Lewis v. Gagne

Decision Date07 November 1962
Docket NumberNo. 281,281
Citation123 Vt. 217,185 A.2d 468
CourtVermont Supreme Court
PartiesYvette G. LEWIS v. Eddie J. GAGNE.

John A. Swainbank, St. Johnsbury, for plaintiff.

Richardson & Caldbeck, St. Johnsbury, for defendant.

Before HULBURD, C. J., and HOLDEN, SHANGRAW, BARNEY and SMITH, JJ.

SHANGRAW, Justice.

This is an action of tort for assault and battery. Defendant pleaded the general issue. Special verdicts were returned for the plaintiff. One was for compensatory damages in the amount of $600.00 and the other for exemplary damages in the amount of $400.00. The trial court, on its own motion, ordered that the plaintiff file a remittitur of $400.00 or the verdict would be set aside. The remittitur was filed and judgment was entered for $600.00.

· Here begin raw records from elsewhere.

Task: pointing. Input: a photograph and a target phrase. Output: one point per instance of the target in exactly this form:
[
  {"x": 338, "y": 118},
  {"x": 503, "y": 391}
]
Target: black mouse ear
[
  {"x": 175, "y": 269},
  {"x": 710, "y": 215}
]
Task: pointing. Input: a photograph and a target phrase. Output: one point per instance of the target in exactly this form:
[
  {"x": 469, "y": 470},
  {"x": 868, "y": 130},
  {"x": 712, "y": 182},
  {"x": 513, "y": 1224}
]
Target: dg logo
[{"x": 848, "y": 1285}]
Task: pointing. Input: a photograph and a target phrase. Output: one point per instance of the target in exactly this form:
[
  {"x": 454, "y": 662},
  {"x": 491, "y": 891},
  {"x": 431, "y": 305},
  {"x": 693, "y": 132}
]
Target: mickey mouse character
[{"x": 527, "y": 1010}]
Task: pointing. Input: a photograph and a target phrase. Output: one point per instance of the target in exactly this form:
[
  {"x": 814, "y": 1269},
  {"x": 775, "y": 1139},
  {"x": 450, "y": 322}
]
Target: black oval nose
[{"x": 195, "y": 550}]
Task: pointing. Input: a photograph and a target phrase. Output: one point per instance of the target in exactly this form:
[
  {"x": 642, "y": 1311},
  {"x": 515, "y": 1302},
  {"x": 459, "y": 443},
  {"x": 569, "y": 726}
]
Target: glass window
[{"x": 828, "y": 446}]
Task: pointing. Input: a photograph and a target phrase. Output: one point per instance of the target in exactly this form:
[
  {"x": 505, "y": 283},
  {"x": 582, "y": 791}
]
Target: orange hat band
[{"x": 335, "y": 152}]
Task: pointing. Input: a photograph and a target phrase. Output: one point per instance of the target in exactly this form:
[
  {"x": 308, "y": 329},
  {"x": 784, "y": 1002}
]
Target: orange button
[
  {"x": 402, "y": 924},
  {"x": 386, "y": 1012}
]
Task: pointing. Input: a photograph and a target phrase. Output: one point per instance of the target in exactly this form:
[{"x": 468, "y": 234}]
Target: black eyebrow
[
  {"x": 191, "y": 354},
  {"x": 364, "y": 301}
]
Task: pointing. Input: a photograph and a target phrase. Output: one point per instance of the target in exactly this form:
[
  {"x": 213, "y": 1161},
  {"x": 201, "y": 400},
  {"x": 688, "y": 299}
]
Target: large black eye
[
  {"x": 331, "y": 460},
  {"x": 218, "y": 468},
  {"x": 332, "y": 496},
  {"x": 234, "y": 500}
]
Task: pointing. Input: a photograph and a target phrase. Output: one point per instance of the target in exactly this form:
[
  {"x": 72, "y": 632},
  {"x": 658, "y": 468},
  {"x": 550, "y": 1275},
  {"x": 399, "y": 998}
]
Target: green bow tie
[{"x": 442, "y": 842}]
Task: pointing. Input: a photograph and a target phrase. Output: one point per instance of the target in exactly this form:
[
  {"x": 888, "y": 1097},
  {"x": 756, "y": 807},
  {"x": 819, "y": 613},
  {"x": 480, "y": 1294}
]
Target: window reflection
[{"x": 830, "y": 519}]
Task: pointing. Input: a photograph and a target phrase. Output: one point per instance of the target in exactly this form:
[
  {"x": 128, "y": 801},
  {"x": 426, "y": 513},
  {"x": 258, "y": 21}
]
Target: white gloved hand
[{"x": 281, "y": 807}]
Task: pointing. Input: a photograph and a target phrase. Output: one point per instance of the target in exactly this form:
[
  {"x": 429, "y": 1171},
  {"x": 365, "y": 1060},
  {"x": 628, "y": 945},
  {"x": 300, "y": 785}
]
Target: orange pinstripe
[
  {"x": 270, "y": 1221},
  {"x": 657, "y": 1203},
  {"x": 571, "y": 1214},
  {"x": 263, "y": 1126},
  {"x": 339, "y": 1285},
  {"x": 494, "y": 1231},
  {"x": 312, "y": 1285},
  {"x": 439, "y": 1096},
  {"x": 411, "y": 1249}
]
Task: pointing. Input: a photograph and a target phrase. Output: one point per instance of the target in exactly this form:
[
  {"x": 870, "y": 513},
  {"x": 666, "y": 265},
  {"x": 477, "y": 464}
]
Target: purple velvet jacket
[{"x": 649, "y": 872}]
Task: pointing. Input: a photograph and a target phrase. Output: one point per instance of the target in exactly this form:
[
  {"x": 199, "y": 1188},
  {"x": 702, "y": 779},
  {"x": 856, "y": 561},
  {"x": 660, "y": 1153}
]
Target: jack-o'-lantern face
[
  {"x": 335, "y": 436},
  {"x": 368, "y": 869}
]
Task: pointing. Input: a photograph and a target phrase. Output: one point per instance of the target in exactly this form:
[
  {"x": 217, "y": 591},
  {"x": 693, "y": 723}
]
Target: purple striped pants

During the course of the trial the defendant moved for a mistrial. The defendant also seasonably moved to set aside the verdict. Each motion was denied. The defendant assigns error to the action of the court in denying these motions.

The plaintiff is the sister of the defendant. The alleged assault took place on June 11, 1961 in front of the residence of Edward Peterson, Waterford, Vermont, at which place the plaintiff occupied an upstairs apartment. The defendant lived a short distance from the Peterson home and within sight thereof. Without going into details the plaintiff and the defendant had been on unfriendly terms for a long period of time. They had recently quarreled over a dog owned by the plaintiff. During the trial plaintiff claimed that the dog had been shot by the defendant's son a short time after the claimed assault.

The record supports the following as testified to by the plaintiff. About three o'clock in the afternoon of June 11, 1961 the plaintiff was near the highway on the Peterson lawn picking up small pieces of brush. The defendant, while passing the Peterson property in an automobile then being operated by him, was told by the plaintiff to keep moving, or 'beat it.' The defendant stopped his car. The parties exchanged a few remarks, some of which were most uncomplimentary. While the plaintiff was standing near the car, and on the driver's side, the defendant hit the plaintiff in the eye with his fist giving her a black eye. Following this assault the defendant got out of his car and the plaintiff ran into the house.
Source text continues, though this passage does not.